HomeInsightsThrough the looking glass and what I found in Portugal gambling law

Decree Law No. 66/2015 took effect on 29th June. Although the piously-named Santa Casa di Misericordia retains certain monopoly rights (for example over lotteries) private operators are allowed to apply for gaming licenses for the first time. That said, the implementation of the new law has not been without drama. The primary law has taken effect without the secondary regulation required to enable the issuance of licences and no transition arrangements have been made. In order, presumably, not to look like ‘bad actors’ later on when the Portuguese application process opens, numerous operators have suspended Portuguese operations in the face of warnings from the authorities and threats of ISP blocking. As if the Scylla of incompetent execution were not enough, operators must also navigate the Charybdis of a 16% turnover tax, although it is unclear who has it worse, those operators or our poor readers who must decipher Greek metaphors about Italian seas to better understand Portuguese gambling regulation.

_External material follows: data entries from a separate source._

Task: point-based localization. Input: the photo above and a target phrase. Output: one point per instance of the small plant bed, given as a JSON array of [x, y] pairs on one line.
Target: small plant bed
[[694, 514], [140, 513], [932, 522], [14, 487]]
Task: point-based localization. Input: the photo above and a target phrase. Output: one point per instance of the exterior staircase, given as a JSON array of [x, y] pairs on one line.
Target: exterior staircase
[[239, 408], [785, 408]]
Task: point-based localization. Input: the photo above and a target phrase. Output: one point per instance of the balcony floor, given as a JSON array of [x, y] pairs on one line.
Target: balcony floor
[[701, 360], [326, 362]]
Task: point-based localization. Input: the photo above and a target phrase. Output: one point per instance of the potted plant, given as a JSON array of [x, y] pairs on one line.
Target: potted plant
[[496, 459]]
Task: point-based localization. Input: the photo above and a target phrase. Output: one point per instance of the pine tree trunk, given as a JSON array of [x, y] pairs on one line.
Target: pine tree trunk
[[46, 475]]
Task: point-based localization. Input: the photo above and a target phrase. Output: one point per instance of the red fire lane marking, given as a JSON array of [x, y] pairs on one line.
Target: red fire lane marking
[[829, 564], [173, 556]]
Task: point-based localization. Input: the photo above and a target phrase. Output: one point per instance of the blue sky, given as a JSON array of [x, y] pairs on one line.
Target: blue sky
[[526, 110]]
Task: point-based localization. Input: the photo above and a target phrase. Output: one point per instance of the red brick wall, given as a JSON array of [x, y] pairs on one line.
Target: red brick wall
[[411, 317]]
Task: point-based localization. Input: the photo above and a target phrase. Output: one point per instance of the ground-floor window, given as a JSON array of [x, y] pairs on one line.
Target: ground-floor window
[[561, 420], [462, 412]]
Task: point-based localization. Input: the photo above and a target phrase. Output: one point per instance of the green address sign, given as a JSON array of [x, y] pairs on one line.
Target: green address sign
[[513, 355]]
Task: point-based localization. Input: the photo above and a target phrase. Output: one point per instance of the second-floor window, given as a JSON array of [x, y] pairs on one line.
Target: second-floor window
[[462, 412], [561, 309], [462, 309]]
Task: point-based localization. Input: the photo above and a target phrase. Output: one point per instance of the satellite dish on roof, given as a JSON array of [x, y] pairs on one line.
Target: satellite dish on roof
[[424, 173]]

What part of the French and German regulatory debacles led the Portuguese to conclude that a 16% turnover tax was the best way to avoid a black market, and stimulate competition and revenues, isn’t clear. In their defence it can be said confidently that they would not be the first country to liberalise or indeed the first regulator to regulate gambling based on motives nothing to do with good regulation and in apparent defiance of basic common-sense.